Another key contributor to meal termination is sensory-specifc satiety (SSS). SSS describes the reduction in the pleasantness of a food due to its continued consumption while the pleasantness of uneaten foods remains unchanged( Reference Rolls, Rolls and Rowe 89 ). One study found that SSS is a key influence in meal termination( Reference Hetherington 90 ) and that providing a variety of foods in a meal can delay satiation and increase meal size( Reference Hollis and Henry 91 , Reference Rolls, Rowe and Rolls 92 ). It is not clear how palatability influences SSS although consuming foods with stronger flavours does not influence the process of SSS( Reference Hollis and Henry 93 ). At this time, the physiological basis for SSS is poorly understood although changes in neuron firing rates in areas of the brain associated with the hedonic evaluation of foods may be involved( Reference Rolls, Murzi and Yaxley 94 ). It is interesting to note that older adults do not develop SSS( Reference Rolls and McDermott 95 ), possibly due to the effect of sensory losses( Reference Schiffman 96 ). The effect of this on food intake in older adults has not been fully established. While it may be predicted that the reduction in SSS would reduce the stimulatory effect of food variety on food intake in older adults, this does not appear to be the case( Reference Hollis and Henry 91 ).
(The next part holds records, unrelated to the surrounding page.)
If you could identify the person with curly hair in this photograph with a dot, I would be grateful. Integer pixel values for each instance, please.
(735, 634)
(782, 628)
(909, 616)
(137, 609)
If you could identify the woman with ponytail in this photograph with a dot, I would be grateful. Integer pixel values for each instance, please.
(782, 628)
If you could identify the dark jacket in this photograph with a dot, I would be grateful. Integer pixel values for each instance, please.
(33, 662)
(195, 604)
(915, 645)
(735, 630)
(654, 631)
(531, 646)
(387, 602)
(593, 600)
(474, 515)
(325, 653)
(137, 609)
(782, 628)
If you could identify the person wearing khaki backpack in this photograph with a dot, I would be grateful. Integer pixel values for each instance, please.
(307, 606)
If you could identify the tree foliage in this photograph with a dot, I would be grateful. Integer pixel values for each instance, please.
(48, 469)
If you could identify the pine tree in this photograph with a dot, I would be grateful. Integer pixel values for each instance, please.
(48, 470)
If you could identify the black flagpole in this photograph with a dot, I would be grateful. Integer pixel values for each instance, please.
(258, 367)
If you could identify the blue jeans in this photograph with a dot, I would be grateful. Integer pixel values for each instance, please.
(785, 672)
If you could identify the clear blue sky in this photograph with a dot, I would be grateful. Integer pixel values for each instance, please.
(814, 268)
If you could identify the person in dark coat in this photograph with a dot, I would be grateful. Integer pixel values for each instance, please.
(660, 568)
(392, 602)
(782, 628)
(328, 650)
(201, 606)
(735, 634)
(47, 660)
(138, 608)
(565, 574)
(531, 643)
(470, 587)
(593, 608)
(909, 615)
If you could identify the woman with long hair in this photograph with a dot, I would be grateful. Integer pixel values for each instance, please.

Gastric distention has been found to contribute to meal termination. In a study by Geliebter( Reference Geliebter, Westreich and Gage 97 ), participants were asked to swallow a balloon that was then filled with varying amounts of water( Reference Geliebter, Westreich and Gage 97 ). As the balloon volume increased, causing gastric distention, meal size was reduced, suggesting that gastric distention is involved in satiation. Further studies have shown that causing gastric distention is related to sensations of hunger and fullness and the response may be mediated by cholecystokinin (CCK)-8( Reference Melton, Kissileff and Pi-Sunyer 98 ).

Recent studies have raised the possibility that RMR and fat-free mass are key drivers of energy intake( Reference Blundell, Finlayson and Gibbons 99 ). Caudwell et al. ( Reference Caudwell, Gibbons and Hopkins 41 ) found that meal size was correlated with fat-free mass but not fat mass. An implication of this finding that these data are not consistent with adipocentric models of appetite control was noted by the authors. A subsequent study reported a correlation between RMR and energy intake( Reference Caudwell, Gibbons and Hopkins 41 ). The authors propose that RMR could be a useful marker for energy intake and possibly represents a physiological marker for hunger. However, further research is required to demonstrate a causal relationship between fat-free mass, RMR and meal size.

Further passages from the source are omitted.